Lineham Falls

June 13, 2021. A hike up the valley between Waterton’s two tallest peaks leading to a spectacular waterfall.

  • Region: Waterton Lakes National Park. Traditional Territory of the Blackfoot, Ktunaxa, and Tsuu T’ina First Nations
  • Distance: 5.1 km one-way (if going beyond the official trail to stand next to the falls)
  • Elevation Gain: 400 m
  • Elevation of Objective: 1969 m
  • Time: 2h 10m one way
  • Safety and Disclaimer
Topo map of the route. The dashed line on the map which zig-zags to the cliffs then ascends straight up them into the hanging valley and between the Lineham Lakes does not actually exist.

The trail to Lineham Falls is mentioned in a couple of my older hiking books as a less frequently travelled trail, one where there’s a high likelihood of solitude, perhaps best saved for rainy days or shoulder season. I’m not sure why that is – the scenery is engaging all along the trail and the waterfall itself is spectacular. It would make for a good shoulder season or rainy day hike, but it’s also a great choice for a warm, sunny day. A lot of other people must feel the same way, because I’ve been seeing lots of pictures from the trail posted on Facebook groups this season. My wife and I picked a hot, cloudless, late spring day to pay the waterfall a visit.

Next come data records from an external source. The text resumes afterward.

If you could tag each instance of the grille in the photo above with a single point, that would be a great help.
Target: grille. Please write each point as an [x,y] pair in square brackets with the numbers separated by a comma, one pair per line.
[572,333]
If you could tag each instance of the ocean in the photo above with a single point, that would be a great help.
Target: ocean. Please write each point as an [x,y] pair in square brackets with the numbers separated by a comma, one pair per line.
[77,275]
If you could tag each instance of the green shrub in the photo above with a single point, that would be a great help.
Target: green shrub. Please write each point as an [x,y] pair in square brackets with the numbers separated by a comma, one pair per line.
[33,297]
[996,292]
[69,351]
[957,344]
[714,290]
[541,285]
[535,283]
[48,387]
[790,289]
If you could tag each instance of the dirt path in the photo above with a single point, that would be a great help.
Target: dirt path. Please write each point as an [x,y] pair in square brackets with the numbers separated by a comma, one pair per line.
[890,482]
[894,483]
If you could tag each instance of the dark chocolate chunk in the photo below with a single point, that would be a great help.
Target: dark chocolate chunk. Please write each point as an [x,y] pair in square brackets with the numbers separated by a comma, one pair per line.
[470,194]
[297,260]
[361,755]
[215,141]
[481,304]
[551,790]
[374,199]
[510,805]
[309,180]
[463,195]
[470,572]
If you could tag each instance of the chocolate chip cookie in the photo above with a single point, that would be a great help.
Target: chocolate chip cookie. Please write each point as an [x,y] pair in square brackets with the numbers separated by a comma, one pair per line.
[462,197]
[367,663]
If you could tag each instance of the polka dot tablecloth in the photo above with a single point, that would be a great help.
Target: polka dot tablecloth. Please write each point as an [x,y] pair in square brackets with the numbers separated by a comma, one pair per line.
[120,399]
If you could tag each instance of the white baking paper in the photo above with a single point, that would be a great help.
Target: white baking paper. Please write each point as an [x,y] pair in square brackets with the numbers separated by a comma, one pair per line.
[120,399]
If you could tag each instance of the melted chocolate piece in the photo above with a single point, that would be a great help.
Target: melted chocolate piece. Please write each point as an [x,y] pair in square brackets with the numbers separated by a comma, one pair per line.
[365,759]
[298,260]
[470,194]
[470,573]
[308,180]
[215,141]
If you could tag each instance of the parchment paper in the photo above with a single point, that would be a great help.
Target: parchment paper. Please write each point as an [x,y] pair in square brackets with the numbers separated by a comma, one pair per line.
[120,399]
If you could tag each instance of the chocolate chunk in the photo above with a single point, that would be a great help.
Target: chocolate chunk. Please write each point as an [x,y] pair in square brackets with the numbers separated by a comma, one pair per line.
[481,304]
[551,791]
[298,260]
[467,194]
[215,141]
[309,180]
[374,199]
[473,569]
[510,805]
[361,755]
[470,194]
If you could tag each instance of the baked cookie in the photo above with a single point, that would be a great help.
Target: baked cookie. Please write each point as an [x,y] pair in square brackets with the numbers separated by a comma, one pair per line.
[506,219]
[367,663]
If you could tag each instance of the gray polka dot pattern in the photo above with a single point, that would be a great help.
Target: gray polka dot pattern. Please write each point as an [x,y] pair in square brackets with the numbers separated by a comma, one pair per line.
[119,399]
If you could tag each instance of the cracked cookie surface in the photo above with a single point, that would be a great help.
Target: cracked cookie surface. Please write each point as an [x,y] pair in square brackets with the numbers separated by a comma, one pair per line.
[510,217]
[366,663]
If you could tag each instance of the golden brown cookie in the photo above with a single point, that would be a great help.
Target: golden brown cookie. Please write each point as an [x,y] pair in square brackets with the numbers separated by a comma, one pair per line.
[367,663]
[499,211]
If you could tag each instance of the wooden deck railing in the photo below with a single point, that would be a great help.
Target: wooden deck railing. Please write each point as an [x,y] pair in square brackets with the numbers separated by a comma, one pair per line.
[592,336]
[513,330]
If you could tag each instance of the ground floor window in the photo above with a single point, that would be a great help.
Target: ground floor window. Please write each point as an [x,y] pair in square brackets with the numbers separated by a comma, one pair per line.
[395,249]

Access is from the Akamina Parkway in Waterton. About 9 km from the townsite there is a large parking area marked Lineham. We got off to an early start and there was only one other vehicle there on our arrival. The occupants were possibly scrambling Ruby Ridge or Mount Blakiston because we reached the waterfall without encountering anyone. By the end of the day the parking area was packed. We passed numerous groups on our way down, most with dogs tagging along. If this ever was a less frequently travelled trail, the secret is definitely out.

The trail is very obvious and well maintained along its length. Lower down it passes through burned forest, but eventually it enters lush green forest that escaped the 2017 fires. A little over 3 km along, the trail breaks into the open between the imposing slopes of Mount Blakiston to the north and Mount Lineham to the south. Lineham Falls is visible, more than a kilometre distant, plunging over 100 meters down a sheer cliff. The trail re-enters the forest for a time beyond there, going alongside Lineham Creek for a time. Eventually the official portion of the trail ends rather abruptly at a boulder and little sign. The waterfall is still about a half-kilometre distant from there. A boot-beaten path carries on towards the falls. It’s easy enough to follow at first, but because less distinct as it gets nearer the falls. We found a faint trail ascending a bit onto rocky terrain above a densely treed area. Following it we eventually got to a more obvious footpath in the rubble which we followed all the way to a rocky platform adjacent to the falls. We sat there for a while to enjoy the cold spray in the hot sunshine.

The waterfall is fed by a cluster of small lakes in a hanging valley above the cliffs. The lakes are best seen from Lineham Ridge. Actually travelling to the lakes is apparently possible from the waterfall side if one is a skilled technical rock climber and obtains a special permit from the Parks administration. Joey Ambrosi also describes a way to descend from Lineham Ridge down to the lakes in Southern Rockies Trail Guide. He takes pains to caution readers that the route is a dangerous one, though, so for now the lakes are safe from the crowds.

Click on the pictures in the gallery below to access full resolution images.

Route overview
The start of the trail goes through burned forest.
The trail eventually gets above the level of the burned trees and traverses. Mount Lineham is to the left.
A look back just before the trail enters the forest again. Buchanan Ridge is on the other side of the valley. The summit of Mount Alderson is at the right, rising above the intervening ridge.
Sunshine illuminates a little tree beside a thin cascade of water coming down from Mount Blakiston.
The first glimpse of Lineham Falls, still some distance down the valley.
The trail crosses this major drainage coming down from Mount Blakiston. This is the starting point for the scrambling route to the summit.
The full northern face of Mount Lineham, Waterton’s 2nd-tallest mountain.
The trail re-enters the trees for a time, running alongside Lineham Creek.
Another glimpse of the falls as the forest thins.
The end of the maintained trail. A very clear path carries on from here towards the waterfall.
Some of the great rocky terrain surrounding the valley.
Almost to the falls. The trail diverges and becomes less distinct as it gets to those trees. The best way to go wasn’t down through the trees towards the base of the falls, but staying high (to the right) and heading towards the open rocky slope beside the falls.
Lineham Falls
Looking down from where the video was recorded. The rocky platform we made our way to was well above the level of the bottom of the falls.
Looking back down the valley. Perfect day for a hike.